"The law in these parts" (La loi dans ces lieux) est en lice pour le Grand Prix du documentaire international au festival de cinéma indépendant, qui s'achève dimanche à Park City, dans les montagnes de l'Utah (ouest).
Extrêmement didactique, le cinéaste Ra'anan Alexandrowicz a endossé les habits de Candide pour interroger une dizaine de magistrats ayant exercé la justice dans les territoire occupés palestiniens, pour tenter de comprendre l'application au quotidien de lois d'exception très controversées.
"La plupart d'entre nous ne travaillons pas dans la justice, mais nous vivons dans un monde régi par des lois", remarque le cinéaste. "Nous voyons cela comme un ensemble de normes et de règlements que nous devons suivre".
Mais le corpus de lois imposé aux Palestiniens après la guerre des Six Jours en 1967 "est un exemple extrême du caractère fluctuant de la loi et du fait qu'elle peut servir des intérêts", surtout quand "elle repose entièrement dans les mains d'un camp et que l'autre doit s'y soumettre", dit-il.
M. Alexandrowicz relève les contradictions du système judiciaire israélien qui a voulu, notamment sur le sujet des colonies ou de "l'occupation de terres", donner un vernis légal à une situation qui selon lui ne l'était pas.
"On se plaît à présenter l'occupation comme un problème pour lequel Israël +n'avait pas le choix+, car c'est un problème de sécurité. Mais clairement, pour tout ce qui a trait aux colonies, nous avions le choix" de ne pas le faire, souligne le cinéaste.
"Sur ce sujet, l'occupation a été éhontée, sans pitié et expansionniste, en instrumentalisant la loi pour créer un cadre légal à une situation qui était clairement illégale", accuse-t-il.

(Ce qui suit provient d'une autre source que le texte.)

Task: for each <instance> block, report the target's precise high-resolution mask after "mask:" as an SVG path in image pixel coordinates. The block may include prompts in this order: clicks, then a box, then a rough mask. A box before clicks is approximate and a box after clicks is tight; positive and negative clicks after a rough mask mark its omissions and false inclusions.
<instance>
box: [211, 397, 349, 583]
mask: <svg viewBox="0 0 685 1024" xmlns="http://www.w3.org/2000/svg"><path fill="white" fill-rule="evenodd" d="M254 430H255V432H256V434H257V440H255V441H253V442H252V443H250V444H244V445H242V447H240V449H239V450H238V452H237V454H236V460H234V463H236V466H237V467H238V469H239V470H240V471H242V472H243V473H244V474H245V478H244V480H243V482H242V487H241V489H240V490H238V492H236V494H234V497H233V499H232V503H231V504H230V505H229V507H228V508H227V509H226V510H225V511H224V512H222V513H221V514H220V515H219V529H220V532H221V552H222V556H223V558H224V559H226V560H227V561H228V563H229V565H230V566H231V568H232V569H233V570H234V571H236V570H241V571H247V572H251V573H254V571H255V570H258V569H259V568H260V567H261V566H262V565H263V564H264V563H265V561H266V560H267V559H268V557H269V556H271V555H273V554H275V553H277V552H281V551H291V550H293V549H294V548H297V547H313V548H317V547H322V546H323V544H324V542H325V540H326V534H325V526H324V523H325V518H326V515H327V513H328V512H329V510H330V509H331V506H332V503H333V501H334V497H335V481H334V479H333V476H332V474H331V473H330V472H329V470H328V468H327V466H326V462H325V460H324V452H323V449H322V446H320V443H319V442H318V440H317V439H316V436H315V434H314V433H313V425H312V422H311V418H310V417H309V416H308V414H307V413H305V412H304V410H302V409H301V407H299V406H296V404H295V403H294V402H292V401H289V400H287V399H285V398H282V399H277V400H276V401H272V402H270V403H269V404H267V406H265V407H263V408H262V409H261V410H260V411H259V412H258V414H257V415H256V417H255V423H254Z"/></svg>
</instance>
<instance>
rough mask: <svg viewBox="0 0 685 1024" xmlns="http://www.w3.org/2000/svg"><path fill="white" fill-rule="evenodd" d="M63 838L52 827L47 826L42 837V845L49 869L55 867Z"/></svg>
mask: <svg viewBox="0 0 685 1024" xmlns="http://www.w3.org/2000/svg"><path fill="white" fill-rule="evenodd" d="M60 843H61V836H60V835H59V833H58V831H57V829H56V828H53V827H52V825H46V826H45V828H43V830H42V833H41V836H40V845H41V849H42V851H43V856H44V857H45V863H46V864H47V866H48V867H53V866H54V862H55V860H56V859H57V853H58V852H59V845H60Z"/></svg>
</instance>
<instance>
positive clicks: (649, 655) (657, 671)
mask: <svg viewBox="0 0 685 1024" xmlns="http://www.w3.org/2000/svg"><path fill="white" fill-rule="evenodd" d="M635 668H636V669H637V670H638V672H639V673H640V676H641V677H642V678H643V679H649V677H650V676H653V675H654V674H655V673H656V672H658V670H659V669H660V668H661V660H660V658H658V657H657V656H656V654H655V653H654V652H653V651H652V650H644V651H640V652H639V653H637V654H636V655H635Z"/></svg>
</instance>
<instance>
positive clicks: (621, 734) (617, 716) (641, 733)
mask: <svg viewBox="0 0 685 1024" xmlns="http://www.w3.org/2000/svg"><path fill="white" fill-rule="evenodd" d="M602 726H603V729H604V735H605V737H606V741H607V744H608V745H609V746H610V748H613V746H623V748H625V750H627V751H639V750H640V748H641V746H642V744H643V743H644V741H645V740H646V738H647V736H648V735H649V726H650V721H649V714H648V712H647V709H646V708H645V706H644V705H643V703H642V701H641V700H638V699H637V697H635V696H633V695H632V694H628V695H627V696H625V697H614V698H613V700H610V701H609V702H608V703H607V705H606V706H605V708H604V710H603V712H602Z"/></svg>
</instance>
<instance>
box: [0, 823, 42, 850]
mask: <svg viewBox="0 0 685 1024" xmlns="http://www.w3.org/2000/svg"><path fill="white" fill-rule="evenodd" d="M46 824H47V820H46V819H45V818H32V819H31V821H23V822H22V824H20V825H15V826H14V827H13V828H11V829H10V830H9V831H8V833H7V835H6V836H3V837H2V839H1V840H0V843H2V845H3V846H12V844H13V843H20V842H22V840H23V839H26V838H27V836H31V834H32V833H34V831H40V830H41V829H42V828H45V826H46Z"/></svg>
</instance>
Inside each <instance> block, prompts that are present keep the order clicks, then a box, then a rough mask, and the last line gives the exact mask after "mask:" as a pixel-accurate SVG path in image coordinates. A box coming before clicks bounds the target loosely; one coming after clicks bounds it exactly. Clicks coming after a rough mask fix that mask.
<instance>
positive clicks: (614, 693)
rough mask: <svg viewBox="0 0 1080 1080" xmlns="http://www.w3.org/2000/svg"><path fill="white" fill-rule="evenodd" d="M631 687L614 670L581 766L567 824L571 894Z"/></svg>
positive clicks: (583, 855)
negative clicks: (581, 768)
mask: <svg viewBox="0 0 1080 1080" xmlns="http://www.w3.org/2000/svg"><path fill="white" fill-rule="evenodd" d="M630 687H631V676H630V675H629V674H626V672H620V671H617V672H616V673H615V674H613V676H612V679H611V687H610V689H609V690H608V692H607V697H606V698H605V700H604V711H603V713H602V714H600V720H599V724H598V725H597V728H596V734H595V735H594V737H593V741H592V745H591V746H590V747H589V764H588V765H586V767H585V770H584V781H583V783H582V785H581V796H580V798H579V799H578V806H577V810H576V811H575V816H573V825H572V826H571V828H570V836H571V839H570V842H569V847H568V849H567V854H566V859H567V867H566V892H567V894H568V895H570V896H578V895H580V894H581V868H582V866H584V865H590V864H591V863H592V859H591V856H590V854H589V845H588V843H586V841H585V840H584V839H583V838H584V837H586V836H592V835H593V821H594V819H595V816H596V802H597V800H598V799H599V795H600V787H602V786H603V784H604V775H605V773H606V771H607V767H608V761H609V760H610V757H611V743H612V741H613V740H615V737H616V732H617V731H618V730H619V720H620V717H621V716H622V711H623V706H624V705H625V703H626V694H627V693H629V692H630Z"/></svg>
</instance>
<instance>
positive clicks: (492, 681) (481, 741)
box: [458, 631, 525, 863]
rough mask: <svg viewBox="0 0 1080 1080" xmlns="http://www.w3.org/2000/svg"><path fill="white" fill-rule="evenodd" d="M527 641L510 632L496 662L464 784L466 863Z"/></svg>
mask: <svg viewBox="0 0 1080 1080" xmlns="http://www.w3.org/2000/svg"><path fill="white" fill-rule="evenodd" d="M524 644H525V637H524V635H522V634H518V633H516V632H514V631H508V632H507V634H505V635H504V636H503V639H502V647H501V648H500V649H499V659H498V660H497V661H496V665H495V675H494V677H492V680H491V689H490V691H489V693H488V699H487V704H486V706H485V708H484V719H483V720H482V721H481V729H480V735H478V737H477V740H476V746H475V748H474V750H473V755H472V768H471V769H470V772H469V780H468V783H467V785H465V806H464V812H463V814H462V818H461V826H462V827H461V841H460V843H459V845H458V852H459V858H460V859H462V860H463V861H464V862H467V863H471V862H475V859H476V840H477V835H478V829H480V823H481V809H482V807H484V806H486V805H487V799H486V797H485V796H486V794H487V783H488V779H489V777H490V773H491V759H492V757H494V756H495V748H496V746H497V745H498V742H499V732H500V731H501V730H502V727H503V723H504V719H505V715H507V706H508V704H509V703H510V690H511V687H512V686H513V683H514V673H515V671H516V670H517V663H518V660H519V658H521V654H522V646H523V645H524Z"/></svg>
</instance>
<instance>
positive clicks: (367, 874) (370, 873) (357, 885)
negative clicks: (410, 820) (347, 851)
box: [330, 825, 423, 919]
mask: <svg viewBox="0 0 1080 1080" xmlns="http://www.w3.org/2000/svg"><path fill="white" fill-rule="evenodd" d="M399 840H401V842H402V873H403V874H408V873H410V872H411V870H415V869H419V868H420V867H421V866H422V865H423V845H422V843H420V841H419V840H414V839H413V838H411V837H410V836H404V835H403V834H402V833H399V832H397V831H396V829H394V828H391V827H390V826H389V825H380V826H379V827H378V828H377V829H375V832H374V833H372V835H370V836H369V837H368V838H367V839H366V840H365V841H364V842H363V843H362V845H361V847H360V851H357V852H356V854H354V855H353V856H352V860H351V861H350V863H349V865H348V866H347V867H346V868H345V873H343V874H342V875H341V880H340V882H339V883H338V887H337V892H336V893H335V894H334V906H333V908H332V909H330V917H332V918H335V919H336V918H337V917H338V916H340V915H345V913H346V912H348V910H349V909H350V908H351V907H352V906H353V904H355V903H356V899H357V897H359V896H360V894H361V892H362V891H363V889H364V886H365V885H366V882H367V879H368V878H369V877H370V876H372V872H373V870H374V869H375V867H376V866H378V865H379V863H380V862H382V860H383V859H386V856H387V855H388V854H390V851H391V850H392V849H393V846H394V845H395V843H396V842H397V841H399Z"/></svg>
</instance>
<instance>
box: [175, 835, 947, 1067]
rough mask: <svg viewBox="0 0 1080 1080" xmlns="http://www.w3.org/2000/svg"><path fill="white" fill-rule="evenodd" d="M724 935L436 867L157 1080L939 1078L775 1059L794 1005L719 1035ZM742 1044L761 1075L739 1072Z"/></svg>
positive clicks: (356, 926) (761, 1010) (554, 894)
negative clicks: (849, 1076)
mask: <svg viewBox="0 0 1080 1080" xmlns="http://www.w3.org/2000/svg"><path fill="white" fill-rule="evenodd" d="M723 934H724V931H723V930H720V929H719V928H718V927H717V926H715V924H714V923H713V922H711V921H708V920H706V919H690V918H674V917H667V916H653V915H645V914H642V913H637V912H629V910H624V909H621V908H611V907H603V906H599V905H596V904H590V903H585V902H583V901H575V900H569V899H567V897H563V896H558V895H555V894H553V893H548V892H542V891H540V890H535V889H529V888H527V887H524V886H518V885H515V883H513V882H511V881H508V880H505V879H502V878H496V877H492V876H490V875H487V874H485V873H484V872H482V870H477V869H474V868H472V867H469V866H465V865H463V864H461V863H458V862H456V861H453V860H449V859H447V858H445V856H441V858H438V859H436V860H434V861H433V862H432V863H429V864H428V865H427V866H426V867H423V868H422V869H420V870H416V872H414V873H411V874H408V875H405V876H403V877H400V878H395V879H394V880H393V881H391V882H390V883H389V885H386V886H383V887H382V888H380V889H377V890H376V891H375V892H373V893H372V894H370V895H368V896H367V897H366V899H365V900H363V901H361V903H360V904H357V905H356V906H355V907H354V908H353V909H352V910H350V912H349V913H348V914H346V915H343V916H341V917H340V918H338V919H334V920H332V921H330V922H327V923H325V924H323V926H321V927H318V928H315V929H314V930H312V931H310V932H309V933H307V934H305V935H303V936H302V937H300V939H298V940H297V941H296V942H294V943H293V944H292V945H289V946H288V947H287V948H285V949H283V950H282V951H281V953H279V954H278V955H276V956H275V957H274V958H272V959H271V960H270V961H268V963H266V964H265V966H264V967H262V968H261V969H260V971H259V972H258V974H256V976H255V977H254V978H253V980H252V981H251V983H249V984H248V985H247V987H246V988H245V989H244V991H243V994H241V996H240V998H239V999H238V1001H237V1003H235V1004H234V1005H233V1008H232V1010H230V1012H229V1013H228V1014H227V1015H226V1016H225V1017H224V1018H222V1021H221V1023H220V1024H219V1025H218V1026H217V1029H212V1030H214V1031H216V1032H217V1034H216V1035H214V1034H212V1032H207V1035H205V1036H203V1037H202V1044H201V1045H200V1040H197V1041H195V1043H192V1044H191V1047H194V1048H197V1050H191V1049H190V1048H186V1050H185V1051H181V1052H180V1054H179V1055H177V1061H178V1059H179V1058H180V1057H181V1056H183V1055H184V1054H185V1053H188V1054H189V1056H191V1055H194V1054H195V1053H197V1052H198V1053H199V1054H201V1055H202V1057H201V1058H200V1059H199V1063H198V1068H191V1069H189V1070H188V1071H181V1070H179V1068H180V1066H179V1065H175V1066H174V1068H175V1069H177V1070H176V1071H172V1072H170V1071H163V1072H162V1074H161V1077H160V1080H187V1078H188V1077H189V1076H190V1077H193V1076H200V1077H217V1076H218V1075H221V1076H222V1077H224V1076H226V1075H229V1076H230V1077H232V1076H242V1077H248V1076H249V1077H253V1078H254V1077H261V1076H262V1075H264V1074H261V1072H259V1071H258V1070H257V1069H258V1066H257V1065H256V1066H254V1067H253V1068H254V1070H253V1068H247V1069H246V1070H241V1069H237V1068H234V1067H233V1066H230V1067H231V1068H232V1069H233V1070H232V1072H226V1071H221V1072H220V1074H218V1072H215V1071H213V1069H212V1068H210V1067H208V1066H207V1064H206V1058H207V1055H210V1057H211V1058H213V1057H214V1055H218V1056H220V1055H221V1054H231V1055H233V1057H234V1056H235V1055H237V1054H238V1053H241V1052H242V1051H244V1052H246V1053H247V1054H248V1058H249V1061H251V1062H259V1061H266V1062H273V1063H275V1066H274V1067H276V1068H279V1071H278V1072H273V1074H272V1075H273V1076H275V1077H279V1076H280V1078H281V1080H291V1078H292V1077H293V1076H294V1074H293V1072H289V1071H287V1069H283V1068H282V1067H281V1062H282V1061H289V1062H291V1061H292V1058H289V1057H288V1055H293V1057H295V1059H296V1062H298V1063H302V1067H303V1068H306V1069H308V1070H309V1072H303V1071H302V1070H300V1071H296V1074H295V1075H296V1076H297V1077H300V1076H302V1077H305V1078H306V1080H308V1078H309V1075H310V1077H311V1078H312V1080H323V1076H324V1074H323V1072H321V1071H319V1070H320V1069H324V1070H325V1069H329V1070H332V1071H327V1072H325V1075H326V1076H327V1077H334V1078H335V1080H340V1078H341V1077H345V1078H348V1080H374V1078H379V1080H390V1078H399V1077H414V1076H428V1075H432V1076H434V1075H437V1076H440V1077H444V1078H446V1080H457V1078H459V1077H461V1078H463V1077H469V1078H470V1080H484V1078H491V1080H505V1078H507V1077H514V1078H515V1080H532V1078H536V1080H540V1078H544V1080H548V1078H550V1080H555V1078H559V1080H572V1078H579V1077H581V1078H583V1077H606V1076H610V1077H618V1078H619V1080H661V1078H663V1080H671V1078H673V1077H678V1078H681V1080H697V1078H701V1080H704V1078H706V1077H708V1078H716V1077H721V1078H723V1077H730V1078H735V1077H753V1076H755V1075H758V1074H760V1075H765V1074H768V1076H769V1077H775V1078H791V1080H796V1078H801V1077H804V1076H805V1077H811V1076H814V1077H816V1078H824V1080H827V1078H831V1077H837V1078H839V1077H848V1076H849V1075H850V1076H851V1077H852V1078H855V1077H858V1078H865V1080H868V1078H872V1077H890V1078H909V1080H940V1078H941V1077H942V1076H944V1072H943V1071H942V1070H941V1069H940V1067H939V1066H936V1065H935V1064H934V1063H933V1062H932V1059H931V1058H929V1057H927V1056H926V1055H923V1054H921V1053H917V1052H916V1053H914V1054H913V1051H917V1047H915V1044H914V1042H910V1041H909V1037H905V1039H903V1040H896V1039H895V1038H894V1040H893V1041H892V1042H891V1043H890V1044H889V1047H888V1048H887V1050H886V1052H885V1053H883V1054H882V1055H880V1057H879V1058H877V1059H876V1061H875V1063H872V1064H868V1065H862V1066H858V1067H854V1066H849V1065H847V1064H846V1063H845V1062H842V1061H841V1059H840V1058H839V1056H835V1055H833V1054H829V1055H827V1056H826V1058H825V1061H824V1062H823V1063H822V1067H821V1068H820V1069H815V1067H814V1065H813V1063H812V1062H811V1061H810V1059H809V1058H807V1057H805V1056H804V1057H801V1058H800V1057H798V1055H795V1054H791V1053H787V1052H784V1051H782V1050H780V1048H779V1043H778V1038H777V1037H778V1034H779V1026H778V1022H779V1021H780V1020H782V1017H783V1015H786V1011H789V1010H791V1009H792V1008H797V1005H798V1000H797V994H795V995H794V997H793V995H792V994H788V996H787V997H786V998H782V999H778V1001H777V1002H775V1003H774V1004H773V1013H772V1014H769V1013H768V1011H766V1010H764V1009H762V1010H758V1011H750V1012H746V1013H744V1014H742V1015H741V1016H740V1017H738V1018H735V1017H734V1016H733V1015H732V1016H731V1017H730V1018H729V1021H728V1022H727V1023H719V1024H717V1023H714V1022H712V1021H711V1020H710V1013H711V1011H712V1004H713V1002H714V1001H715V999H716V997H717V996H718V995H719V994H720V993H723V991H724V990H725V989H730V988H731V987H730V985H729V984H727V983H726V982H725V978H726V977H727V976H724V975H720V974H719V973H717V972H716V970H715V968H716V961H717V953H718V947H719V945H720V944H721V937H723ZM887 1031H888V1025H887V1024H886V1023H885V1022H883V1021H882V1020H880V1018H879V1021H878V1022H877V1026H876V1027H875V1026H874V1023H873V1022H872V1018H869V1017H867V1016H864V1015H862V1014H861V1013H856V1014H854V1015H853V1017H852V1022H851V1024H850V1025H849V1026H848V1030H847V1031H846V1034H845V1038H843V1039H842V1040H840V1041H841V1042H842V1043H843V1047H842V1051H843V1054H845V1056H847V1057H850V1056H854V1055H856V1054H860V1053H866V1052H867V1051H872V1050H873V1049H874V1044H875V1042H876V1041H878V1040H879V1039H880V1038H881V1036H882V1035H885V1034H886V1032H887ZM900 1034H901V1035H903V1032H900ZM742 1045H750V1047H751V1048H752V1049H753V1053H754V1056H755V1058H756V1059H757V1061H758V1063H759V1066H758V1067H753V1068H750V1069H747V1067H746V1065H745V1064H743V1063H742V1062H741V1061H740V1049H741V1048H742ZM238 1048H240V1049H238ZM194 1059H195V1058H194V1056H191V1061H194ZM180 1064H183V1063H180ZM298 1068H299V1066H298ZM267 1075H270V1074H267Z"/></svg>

Mais pour critique qu'il soit avec le régime israélien, M. Alexandrowicz reconnaît que son documentaire a fait naître en lui encore plus de questions qu'il n'en avait avant de commencer son travail sur le film.
Car s'il reste persuadé que les colonies sont indéfendables d'un point du vue légal, il remarque aussi que les lois d'exception dans les territoires palestiniens ont permis de juger et d'emprisonner des militants palestiniens, qui seront un jour libérés.
Dans certains régimes, "quand vous capturez un activiste notoirement connu, qui vous a fait beaucoup de mal, vous le descendez derrière un mur", dit-il, volontiers provocant.
"Pourquoi avons-nous investi autant d'efforts dans un système judiciaire? Est-ce pour envoyer une bonne image dans le monde? Je ne pense pas que ce soit juste ça. Est-ce pour être justes ? Là non plus, je ne crois pas, car il est évident que nous ne faisons pas les choses par souci d'équité".
Pour le cinéaste, la raison d'être de ces lois d'exception, en vigueur depuis plus de quarante ans, reste "un mystère".
"La seule chose qui est sûr, c'est qu'il existe un système soit-disant légal, mis en oeuvre par certaines personnes, et subi par d'autres. Et cela crée une situation de laquelle nous ne pouvons par détourner les yeux", dit-il.